Magnesium perchlorate is a powerful oxidizing agent, with the formula Mg(ClO4)2. The salt is also a superior drying agent for gas analysis.

Magnesium perchlorate decomposes at 250 °C. The heat of formation is -568.90 kJ mol−1.

The enthalpy of solution is quite high, so reactions are done in large amounts of water to dilute it.

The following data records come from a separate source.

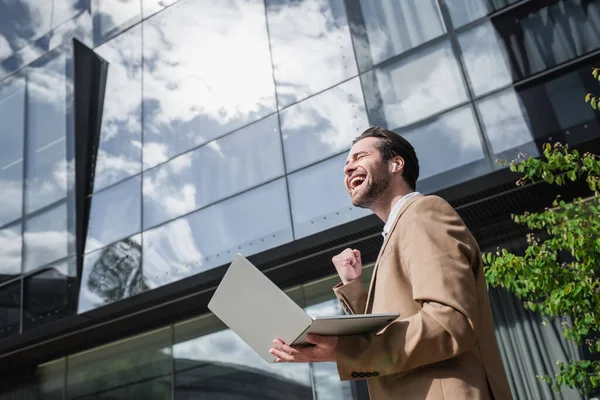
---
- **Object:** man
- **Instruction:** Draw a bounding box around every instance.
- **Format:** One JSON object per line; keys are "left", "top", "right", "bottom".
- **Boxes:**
{"left": 270, "top": 126, "right": 512, "bottom": 399}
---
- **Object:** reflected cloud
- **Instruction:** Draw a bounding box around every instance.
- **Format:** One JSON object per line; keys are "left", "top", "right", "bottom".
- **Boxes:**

It is sold under the trade name anhydrone. Manufacture of this product on a semi-industrial scale was first performed by G. Frederick Smith in his garage in Urbana Illinois, but later at a permanent facility in Columbus, OH called G. Frederick Smith Chemical Co. He sold the magnesium perchlorate to A. H. Thomas Co., now Thomas Scientific, under the trade name Dehydrite.

Uses
It is used as desiccant to dry gas or air samples, but is no longer advised, for use as a general desiccant, due to hazards inherent in perchlorates. It is dried by heating at 220 °C under vacuum.

Magnesium perchlorate and other perchlorates have been found on Mars. Being a drying agent, magnesium perchlorate retains water from the atmosphere and may release it when conditions are favorable and temperature is above 273 K. Briny solutions that contain salts such as magnesium perchlorate have a lower melting point than that of pure water. Therefore the abundance of magnesium and other perchlorate salts on Mars could support the theory that liquid aqueous solutions might exist on or below the surface, where temperature and pressure conditions would ordinarily cause the water to freeze.

Production
Magnesium perchlorate is produced by the reaction of magnesium hydroxide and perchloric acid.